I also enjoyed this work, Cruise (2009) by Lee Moonjoo as it appears to reflect a stark contrast between the superficiality of the tourist cruise, and the desperation of a decaying, inner-city environment. The irony that a group of tourists, with cameras and visors in tow, should want to cruise past this sight is perhaps a statement about the extremes of society, and also perhaps a dig at the large tourist groups, who flash away on their cameras at almost any sight, without properly appreciating what it is before them.
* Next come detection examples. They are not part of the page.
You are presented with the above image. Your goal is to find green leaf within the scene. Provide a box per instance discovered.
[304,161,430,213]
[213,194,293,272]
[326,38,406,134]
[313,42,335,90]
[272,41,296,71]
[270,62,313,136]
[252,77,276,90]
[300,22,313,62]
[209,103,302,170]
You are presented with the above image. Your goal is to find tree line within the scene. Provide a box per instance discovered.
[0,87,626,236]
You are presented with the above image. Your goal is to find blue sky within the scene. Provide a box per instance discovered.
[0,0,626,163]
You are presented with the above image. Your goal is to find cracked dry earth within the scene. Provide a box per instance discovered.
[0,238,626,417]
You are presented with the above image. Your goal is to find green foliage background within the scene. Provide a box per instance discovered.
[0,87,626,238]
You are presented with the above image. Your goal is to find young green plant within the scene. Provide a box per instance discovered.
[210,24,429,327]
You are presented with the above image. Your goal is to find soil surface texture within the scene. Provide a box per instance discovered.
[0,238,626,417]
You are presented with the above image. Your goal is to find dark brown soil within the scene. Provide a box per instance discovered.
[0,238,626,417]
Ok, what you are about to see are, believe it or not, paintings. You have to walk extremely close to these works by Lee Kwang-Ho to realise that they are painted rather than photographed. The sheer brilliance and skilful execution of these works is staggering, and unlike so many photorealistic works of our age, the subject matter is both decorative, but also enthralling, as the size of the canvases is sufficient to make the viewer almost intimidated by the size of this super-realistic prickly mass before them, while the scale of the works makes the humble cacti almost monumental, and abstract. Amazing.
Moving on to Gallery 9, Cho Duck Hyun presents an entire installation, The Nora Collection (2009) of decadent rich wallpaper, hung with strangely surreal, haunting old family portraits. Some of the portraits are repeated but in reverse, other frames are left blank as though suggesting a death or absence from the carefully choreographed family unit. Meanwhile, a huge portrait of a woman wearing a wedding dress, and another woman holding a sheet spill seamlessly from the frame, so the works appear to verge on the edge of both 2 dimensional portrait and 3 dimension real-life sculpture. The effect of this is all the more startling because the photos are so old. It’s all very Doctor Who.
Things got even more surreal sculpture-wise in Gallery 10, where the huge wooden planatary construct by Lee Jaehyo (“0121-110=107041” (2007)) appears almost suspended menacingly and expectantly in the centre of an empty place. As you walk around it, appreciating the sheer scale of the piece, you can’t help wonder how something so large appears to be held upright on just a small fragile little base. Being the victim of a wall which fell on me back in 2008, I circled this piece with some trepidation. The other sculptural works which fascinated me were those by Kim Byoungho who presented almost atom like works which sprung forth from a central nucleus like a hairy dandelion or exploding star. So cool.
Of the many other works on show, I liked, finally, the simplicity of Meekyoung Shin‘s installation, Translation Vases (2011). The room is full of what look like valuable chinese vases but which are actually recreated from a silicon mould, into which melted soap is poured, hardened and then painted. The result is a fake which looks every bit as glossy as the finished work – solid, old and yet so unstable that maybe with a bit of water, these works could start melting away.
Let’s hope they last until 23 September at least, when the show ends.